If there was a change in the data on 2023-04-07 and we run the check again, the table will be updated to show the latest result.
actual_value | time_period |
---|---|
95.51% | 2023-04-05 |
90.52% | 2023-04-06 |
98.17% | 2023-04-07 |
The previous result for 2023-04-07 was deleted.
Similarly, the monthly recurring checks store the most recent sensor readout for each month when the data quality check was run. For monthly recurring checks, the original time_period of the result e.g. 2023-04-05T09:06:53.386Z is truncated to the 1st day of the month - 2023-04-01.
This approach allows you to track the data quality over time and calculate daily and monthly data quality KPIs.
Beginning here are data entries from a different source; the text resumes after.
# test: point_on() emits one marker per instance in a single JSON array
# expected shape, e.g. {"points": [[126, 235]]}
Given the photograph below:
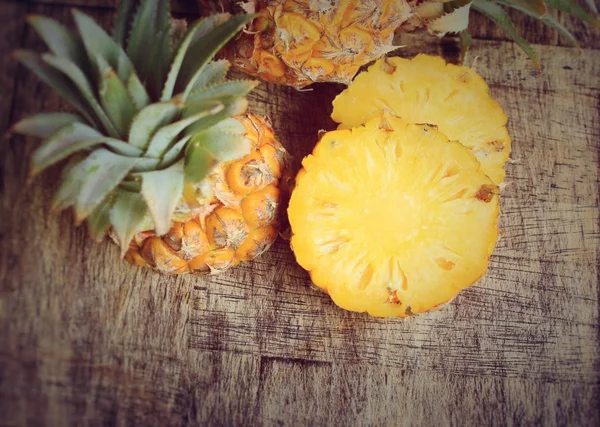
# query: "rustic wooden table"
{"points": [[86, 339]]}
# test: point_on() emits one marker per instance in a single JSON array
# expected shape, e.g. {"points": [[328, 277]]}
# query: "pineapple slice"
{"points": [[392, 218], [427, 90]]}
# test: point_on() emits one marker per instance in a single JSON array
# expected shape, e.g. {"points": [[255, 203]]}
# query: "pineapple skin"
{"points": [[230, 217], [300, 42], [426, 89], [392, 219]]}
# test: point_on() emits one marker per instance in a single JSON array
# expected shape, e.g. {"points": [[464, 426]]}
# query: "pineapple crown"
{"points": [[455, 19], [154, 111]]}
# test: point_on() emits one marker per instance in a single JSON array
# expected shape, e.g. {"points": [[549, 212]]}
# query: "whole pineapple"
{"points": [[160, 154], [300, 42], [392, 218]]}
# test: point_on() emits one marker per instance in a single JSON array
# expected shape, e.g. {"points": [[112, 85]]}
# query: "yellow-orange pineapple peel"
{"points": [[231, 217]]}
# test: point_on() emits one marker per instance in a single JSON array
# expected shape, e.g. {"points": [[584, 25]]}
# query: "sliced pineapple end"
{"points": [[392, 218]]}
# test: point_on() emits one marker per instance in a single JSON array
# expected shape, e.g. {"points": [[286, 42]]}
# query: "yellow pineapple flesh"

Checks configuration in the YAML file
Recurring data quality checks, like other data quality checks in DQO, are defined as YAML files.
Below is an example of the YAML file showing sample configuration of a daily and monthly recurring column data quality check nulls_percent.
# yaml-language-server: $schema=https://cloud.dqo.ai/dqo-yaml-schema/TableYaml-schema.json
apiVersion: dqo/v1
kind: table
spec:
target:
schema_name: target_schema
table_name: target_table
timestamp_columns:
event_timestamp_column: col_event_timestamp
ingestion_timestamp_column: col_inserted_at
partitioned_checks_timestamp_source: event_timestamp
columns:
target_column:
recurring_checks:
daily:
nulls:
daily_nulls_percent:
warning:
max_percent: 1.0
error:
max_percent: 5.0
fatal:
max_percent: 30.0
labels:
- This is the column that is analyzed for data quality issues
col_event_timestamp:
labels:
- optional column that stores the timestamp when the event/transaction happened
col_inserted_at:
labels:
- optional column that stores the timestamp when row was ingested
# yaml-language-server: $schema=https://cloud.dqo.ai/dqo-yaml-schema/TableYaml-schema.json
apiVersion: dqo/v1
kind: table
spec:
target:
schema_name: target_schema
table_name: target_table
timestamp_columns:
event_timestamp_column: col_event_timestamp
ingestion_timestamp_column: col_inserted_at
partitioned_checks_timestamp_source: event_timestamp
columns:
target_column:
recurring_checks:
monthly:
nulls:
monthly_nulls_percent:
warning:
max_percent: 1.0
error:
max_percent: 5.0
fatal:
max_percent: 30.0
labels:
- This is the column that is analyzed for data quality issues
col_event_timestamp:
labels:
- optional column that stores the timestamp when the event/transaction happened
col_inserted_at:
labels:
- optional column that stores the timestamp when row was ingested
The spec
section contains the details of the table, including the target schema and table name.
The timestamp_columns
section specifies the column names for various timestamps in the data.
The columns
section lists the columns in the table which has configured checks. In this example the column named
target_column
has a configured daily or monthly check nulls_percent
. This means that the sensor reads the percentage of null
values in target_column
. If the percentage exceeds a certain threshold, an error, warning, or fatal message will
be raised.
For daily recurring check even if the check is run several times a day, only the last sensor readout for each day is stored. For monthly recurring check even if the check is run several in a month, only the last sensor readout for each month is stored.